Co ciekawe, mimo odnotowanych spadków sprzedaży w ostatnim kwartale minionego roku i wprowadzonego zakazu sprzedaży energetyków niepełnoletnim, producenci i sieci nie zmieniają wcale cen. Od grudnia 2023 do marca br. za flagowe produkty wiodących producentów napojów energetyzujących zapłacimy tyle samo.

Szczególnie istotna w najbliższym czasie będzie kategoria napojów funkcjonalnych, w tym witaminowych i izotonicznych, które lokują się na granicy energetyków i napojów bezalkoholowych. To właśnie one mogą zyskiwać na znaczeniu z uwagi na dostępność dla grupy wiekowej objętej zakazem sprzedaży napojów energetyzujących. Na początku br. najwięcej w tej kategorii było produktów marki Oshee. Miała ona aż 59 proc. udziałów w ekspozycji w tym obszarze. Na kolejnym miejscu był FoodCare, właściciel m.in. Blacka, 4MOVE i Frugo, zajmując niemal 23 proc. miejsca. Trzecim najbardziej widocznym w tej kategorii producentem jest Maspex, z ponad 6 proc. shelf share.
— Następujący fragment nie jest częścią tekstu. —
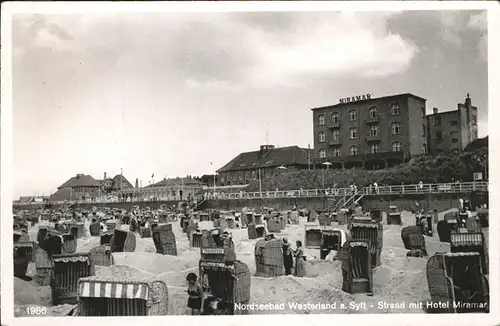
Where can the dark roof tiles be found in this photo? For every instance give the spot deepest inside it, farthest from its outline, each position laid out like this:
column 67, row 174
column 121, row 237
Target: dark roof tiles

– Badanie ekspozycji energetyków pozwala na tworzenie prognoz dotyczących przyszłości kategorii oraz prezentuje bieżące reakcje branży na zmiany. Większość firm badając sprzedaż, koncentruje się jedynie na informacjach z paragonów. Natomiast uzupełnieniem danych jest dostępność na półkach, dzięki czemu możliwe jest powiązanie sposobu ekspozycji z efektami sprzedaży. Takie badanie z kolei umożliwiają narzędzia, jak Shelf Recognition AI – mówi Rafał Melanowicz, Chief of Recognition AI Department w eLeader.

Raport eLeader bazuje na danych z 14 sieci detalicznych w tym dyskontów i sieci franczyzowych na terenie całego kraju. W trakcie badania uwzględniono 61 producentów, w tym marek własnych. Do zebrania danych zastosowano narzędzie eLeader Shelf Recognition AI, które wykorzystuje mechanizmy głębokiego uczenia sieci neuronowych i sztucznej inteligencji do rozpoznawania produktów na rzeczywistych zdjęciach półek sklepowych, wykonywanych w badanym przedziale czasu.